Confidence: ~95 % it’s just the filesystem, not the SSD
Evidence | What it means |
---|---|
SMART: 0 media/data-integrity errors, 0 error log entries, 5 % wear | Drive hardware is behaving normally. |
NVMe logs: no aborts, resets, or PCIe AER errors shown | No transport or controller faults. |
Btrfs stats: all *_io_errs counters at 0 |
The kernel never saw a write fail at the block layer. |
Metadata chunk 93 % full at RO flip | Btrfs is documented to abort a transaction and remount RO when it can’t reserve metadata space. |
A bad SSD almost always leaves fingerprints—CRC errors, aborted commands, or incrementing error logs—which you don’t have. The only smoking gun you do have is “metadata almost full”.
-
Run the NVMe built-in long self-test (3–5 h, non-destructive):
sudo smartctl -t long /dev/nvme0 sudo smartctl -a /dev/nvme0 # after it finishes
A failing controller will report errors here.
-
Scrub after you’ve freed space and remounted RW:
sudo btrfs scrub start -Bd /
Scrub rereads every data/metadata block; it will surface silent corruption if any exists.
-
Watch dmesg while running heavy I/O (e.g.,
fio
or copying large files). Any hidden PCIe or NAND issue tends to show up within minutes under load.
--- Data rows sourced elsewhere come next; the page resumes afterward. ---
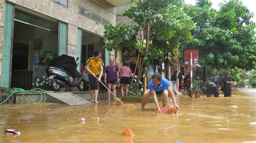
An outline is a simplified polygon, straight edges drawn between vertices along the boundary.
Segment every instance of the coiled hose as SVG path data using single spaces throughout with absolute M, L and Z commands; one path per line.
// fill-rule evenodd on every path
M 4 103 L 6 102 L 14 94 L 18 94 L 18 93 L 20 93 L 21 94 L 21 95 L 22 95 L 22 96 L 23 97 L 23 98 L 24 98 L 24 99 L 26 101 L 27 101 L 28 103 L 29 103 L 30 104 L 39 104 L 41 103 L 44 103 L 46 101 L 46 95 L 45 95 L 45 92 L 52 92 L 51 91 L 45 91 L 45 90 L 43 90 L 41 89 L 40 89 L 40 88 L 34 88 L 34 89 L 32 89 L 31 90 L 24 90 L 21 88 L 12 89 L 12 88 L 5 88 L 5 87 L 1 87 L 1 88 L 5 88 L 6 90 L 6 93 L 0 93 L 0 94 L 5 95 L 10 95 L 9 96 L 8 96 L 8 97 L 6 100 L 5 100 L 3 101 L 0 103 L 0 104 L 3 104 Z M 41 98 L 40 99 L 40 101 L 39 102 L 36 102 L 36 103 L 33 103 L 33 102 L 30 102 L 30 101 L 29 101 L 27 99 L 26 99 L 25 97 L 25 96 L 24 96 L 24 95 L 23 95 L 23 93 L 39 93 L 39 94 L 41 96 Z M 43 100 L 43 96 L 44 96 L 44 101 L 42 102 L 42 101 Z

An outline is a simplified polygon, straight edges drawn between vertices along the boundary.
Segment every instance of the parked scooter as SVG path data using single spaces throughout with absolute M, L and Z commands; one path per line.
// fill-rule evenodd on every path
M 80 91 L 82 90 L 83 76 L 76 69 L 78 59 L 77 57 L 75 61 L 73 57 L 63 54 L 50 62 L 46 72 L 53 90 L 57 91 L 61 88 L 74 87 L 77 87 Z

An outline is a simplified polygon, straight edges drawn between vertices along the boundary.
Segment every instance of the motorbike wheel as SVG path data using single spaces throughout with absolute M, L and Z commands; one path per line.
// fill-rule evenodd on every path
M 51 82 L 51 87 L 55 91 L 58 91 L 61 89 L 61 86 L 56 82 L 55 80 L 52 80 Z
M 85 90 L 86 86 L 84 85 L 85 84 L 84 83 L 85 81 L 84 81 L 81 80 L 79 84 L 79 85 L 77 86 L 77 88 L 78 88 L 79 91 L 83 91 Z

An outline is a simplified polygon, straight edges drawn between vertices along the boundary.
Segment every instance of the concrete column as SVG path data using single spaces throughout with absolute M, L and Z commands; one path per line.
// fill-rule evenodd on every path
M 76 58 L 77 54 L 72 54 L 68 52 L 68 50 L 77 52 L 77 27 L 68 24 L 67 25 L 67 55 Z M 79 57 L 80 58 L 80 57 Z

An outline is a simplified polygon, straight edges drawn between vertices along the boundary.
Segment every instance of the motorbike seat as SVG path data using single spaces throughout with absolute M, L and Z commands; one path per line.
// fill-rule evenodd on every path
M 73 79 L 73 82 L 72 83 L 73 84 L 79 84 L 82 78 L 82 76 L 75 78 Z

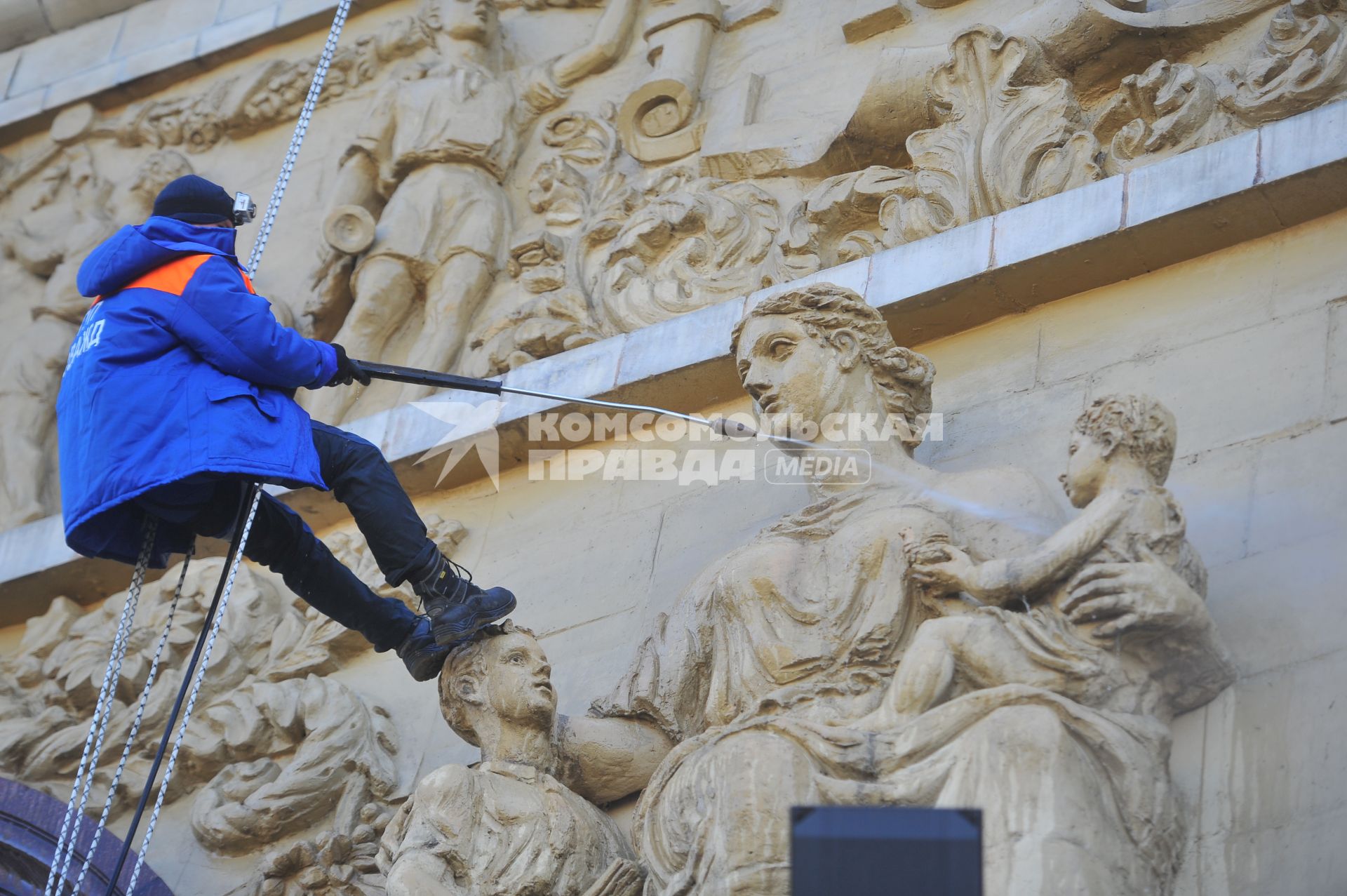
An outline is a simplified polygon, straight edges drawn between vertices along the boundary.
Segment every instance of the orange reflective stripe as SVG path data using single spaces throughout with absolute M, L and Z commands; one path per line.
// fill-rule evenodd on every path
M 178 259 L 176 261 L 170 261 L 163 267 L 155 268 L 150 274 L 132 280 L 121 288 L 159 290 L 160 292 L 168 292 L 170 295 L 182 295 L 183 290 L 187 288 L 187 280 L 190 280 L 191 275 L 197 272 L 197 268 L 213 257 L 216 256 L 206 253 L 189 255 Z

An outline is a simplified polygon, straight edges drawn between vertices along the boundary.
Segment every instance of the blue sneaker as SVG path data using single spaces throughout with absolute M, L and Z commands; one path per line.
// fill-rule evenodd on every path
M 435 643 L 430 620 L 420 616 L 416 618 L 416 625 L 412 627 L 411 633 L 397 645 L 397 656 L 403 660 L 407 671 L 412 674 L 412 678 L 418 682 L 428 682 L 439 676 L 439 671 L 445 668 L 445 658 L 449 656 L 451 649 L 453 645 Z
M 435 641 L 453 647 L 515 612 L 515 594 L 504 587 L 482 589 L 471 574 L 443 554 L 412 590 L 430 617 Z

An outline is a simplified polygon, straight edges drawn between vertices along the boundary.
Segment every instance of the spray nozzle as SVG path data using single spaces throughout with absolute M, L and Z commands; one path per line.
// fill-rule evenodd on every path
M 726 435 L 731 439 L 750 439 L 757 435 L 757 430 L 748 423 L 740 423 L 727 416 L 718 416 L 714 420 L 707 420 L 707 423 L 710 423 L 713 433 Z

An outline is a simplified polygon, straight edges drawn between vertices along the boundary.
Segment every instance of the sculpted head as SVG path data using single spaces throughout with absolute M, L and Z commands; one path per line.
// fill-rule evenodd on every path
M 1074 507 L 1099 494 L 1109 469 L 1133 463 L 1156 485 L 1169 477 L 1179 427 L 1173 414 L 1149 395 L 1106 395 L 1076 419 L 1061 485 Z
M 730 345 L 740 381 L 765 415 L 822 423 L 877 411 L 912 424 L 931 412 L 935 365 L 894 344 L 880 313 L 845 287 L 818 283 L 762 300 Z M 920 427 L 909 437 L 912 449 Z
M 556 718 L 551 676 L 532 632 L 512 622 L 493 625 L 445 660 L 439 710 L 459 737 L 484 749 L 505 729 L 551 734 Z
M 482 46 L 500 34 L 496 0 L 422 0 L 420 20 L 431 31 Z

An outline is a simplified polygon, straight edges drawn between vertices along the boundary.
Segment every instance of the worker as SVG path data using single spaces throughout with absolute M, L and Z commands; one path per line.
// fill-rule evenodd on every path
M 515 609 L 446 558 L 377 447 L 311 420 L 296 388 L 369 383 L 342 346 L 282 326 L 234 255 L 247 198 L 197 175 L 168 183 L 151 217 L 124 226 L 79 268 L 93 299 L 57 399 L 66 543 L 133 563 L 158 521 L 150 563 L 195 535 L 232 538 L 251 482 L 331 489 L 389 585 L 411 582 L 426 616 L 374 594 L 275 496 L 263 493 L 244 556 L 299 597 L 396 649 L 416 680 L 450 648 Z

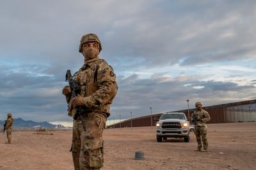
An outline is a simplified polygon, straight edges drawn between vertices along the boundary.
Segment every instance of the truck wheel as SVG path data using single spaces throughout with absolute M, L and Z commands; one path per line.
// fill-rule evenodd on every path
M 185 143 L 189 143 L 189 141 L 190 141 L 190 137 L 189 136 L 184 137 L 184 142 Z
M 157 143 L 161 143 L 162 142 L 162 137 L 156 137 L 156 140 L 157 141 Z

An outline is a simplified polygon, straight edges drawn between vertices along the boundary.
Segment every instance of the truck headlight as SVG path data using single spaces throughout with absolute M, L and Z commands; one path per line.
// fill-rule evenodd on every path
M 182 123 L 182 127 L 183 128 L 187 128 L 188 127 L 188 123 Z

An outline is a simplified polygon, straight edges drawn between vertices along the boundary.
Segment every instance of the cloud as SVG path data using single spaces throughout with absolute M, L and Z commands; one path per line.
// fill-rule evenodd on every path
M 90 32 L 117 75 L 116 118 L 184 109 L 188 98 L 204 97 L 204 105 L 255 98 L 255 7 L 254 1 L 1 2 L 1 112 L 70 121 L 61 91 L 67 70 L 83 64 L 78 47 Z

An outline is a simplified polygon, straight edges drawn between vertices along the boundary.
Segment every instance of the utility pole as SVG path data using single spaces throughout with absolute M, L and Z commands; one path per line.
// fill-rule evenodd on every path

If those three come back clean, treat the incident as a pure Btrfs ENOSPC event.
- Firmware bugs can exist even in a “clean” drive, but they usually manifest as resets/aborts first, not silent RO flips.
- Bad RAM can corrupt metadata in flight; a full memtest is cheap insurance.
All signs point to recoverable metadata ENOSPC, not dying hardware. Free a few GB, run the metadata-only balance, scrub, and keep at least 2 GiB metadata headroom. If any of the checks above lights up afterwards, reassess—but odds are heavily in your favor.